For Marchynys Farm buying in replacements is the right choice for the business provided every ewe earns her keep. By recording ewe performance Jack has found significant differences in the output not only of individual animals but also the average performance of ewes sourced from different flocks. “I have looked at the scanning results and number of live lambs produced from ewes sourced from different flocks and the range in performance is 30% so for every 100 ewes from the poorer batches I have 30 fewer lambs available for sale.” Jack sources replacements from autumn sales and can now look at the entry catalogue before buying to identify from which flocks ewes should be purchased.
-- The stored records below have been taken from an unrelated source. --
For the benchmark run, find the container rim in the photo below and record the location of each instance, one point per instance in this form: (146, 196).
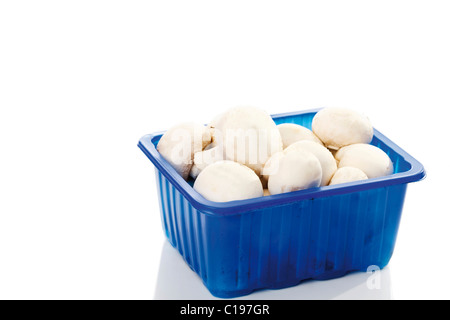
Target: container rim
(415, 173)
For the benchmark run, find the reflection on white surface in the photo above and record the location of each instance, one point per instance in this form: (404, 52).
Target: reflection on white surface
(177, 281)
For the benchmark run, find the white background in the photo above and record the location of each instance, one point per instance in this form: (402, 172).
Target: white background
(82, 81)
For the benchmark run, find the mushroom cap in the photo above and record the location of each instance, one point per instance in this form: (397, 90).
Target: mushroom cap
(204, 158)
(248, 136)
(347, 174)
(179, 144)
(227, 180)
(291, 133)
(339, 127)
(324, 156)
(297, 170)
(373, 161)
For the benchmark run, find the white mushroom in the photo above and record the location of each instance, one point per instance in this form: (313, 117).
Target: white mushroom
(324, 156)
(297, 170)
(373, 161)
(291, 132)
(204, 158)
(179, 144)
(347, 174)
(339, 127)
(226, 180)
(248, 135)
(271, 167)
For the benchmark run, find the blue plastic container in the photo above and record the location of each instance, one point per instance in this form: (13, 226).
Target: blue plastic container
(277, 241)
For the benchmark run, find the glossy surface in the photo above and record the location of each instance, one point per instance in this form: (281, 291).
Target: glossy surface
(278, 241)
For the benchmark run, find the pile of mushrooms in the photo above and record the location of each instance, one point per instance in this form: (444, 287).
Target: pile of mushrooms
(243, 154)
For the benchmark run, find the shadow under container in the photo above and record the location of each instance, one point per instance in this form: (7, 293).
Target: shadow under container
(278, 241)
A large-scale flock also means that relatively small changes in management can have a big impact on the bottom line. Currently ewes are given a mineral drench but this year some of the tupping groups will be split to see whether the cost is justified.
Buying in replacements also requires a good flock health plan and Jack works closely with his veterinary surgeon to ensure performance is maintained. Vaccination is used wherever possible to prevent problems occurring in the first place and ewe and lamb losses are currently recorded. “By tagging lambs at birth I am hoping that I will get an even better understanding of when and why losses are occurring and whether they can be prevented.”
“This ewe looks good but my records show that as a yearling she was empty and as a 2 year old she lost her own lamb and had the lamb with her adopted on. She is also one of a group of ewes from the same source and none have performed particularly well. She will be culled once she has reared the lamb and the no more replacements will be bought from the flock of origin.”